Long Barrow in Wiltshire, England

Shepard's Shore Long Barrow is a Neolithic long barrow near Bishops Cannings in Wiltshire, England. The barrow is part of the larger Cotswold-Severn Group, a concentration of long barrows grouped in Western England.

== Description ==
While the Shepard's Shore Barrow's height has been degraded due to ploughing, the feature's oval shape rises .2 meters off the ground. It is 35 m long and 16 m wide and has a ENE-WSW orientation. The barrow was constructed with chalk rubble covering a grave that contained both inhumations and cremains above a floor made of oolite and sarsen stones.

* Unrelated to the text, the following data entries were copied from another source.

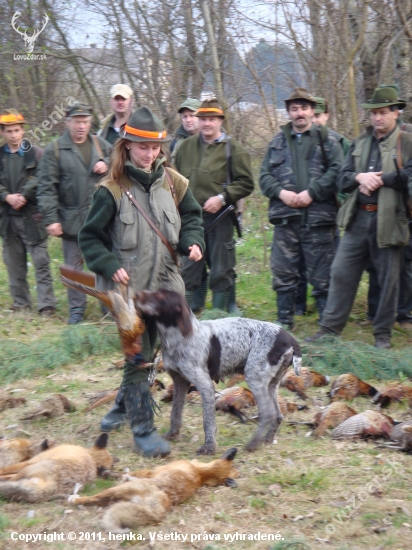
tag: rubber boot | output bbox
[227,284,242,317]
[277,290,296,330]
[316,294,328,325]
[190,279,208,313]
[100,386,126,432]
[185,290,193,308]
[124,381,170,457]
[212,290,230,311]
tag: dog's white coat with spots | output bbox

In 1914, the barrow was excavated after ploughing uncovered unexpected sarsen stones. There was evidence the site had been previously disturbed during the modern area, as a tobacco pipe was found at a lower layer. Below the disturbed layer, the excavation uncovered the incomplete skeletal remains of at least five individuals, both child and adult, and evidence of additional cremated remains. The bones were disarticulated and multiple vertebrae had been strung along a human rib bone.

Shepard's Shore Barrow is in proximity to a number of other historically significant landmarks. There are three bronze age bowl barrows 200 meters north of the site; the southernmost one was excavated in the 19th century and female remains were found. The long barrow is also 500 meters from the Wansdyke earthworks.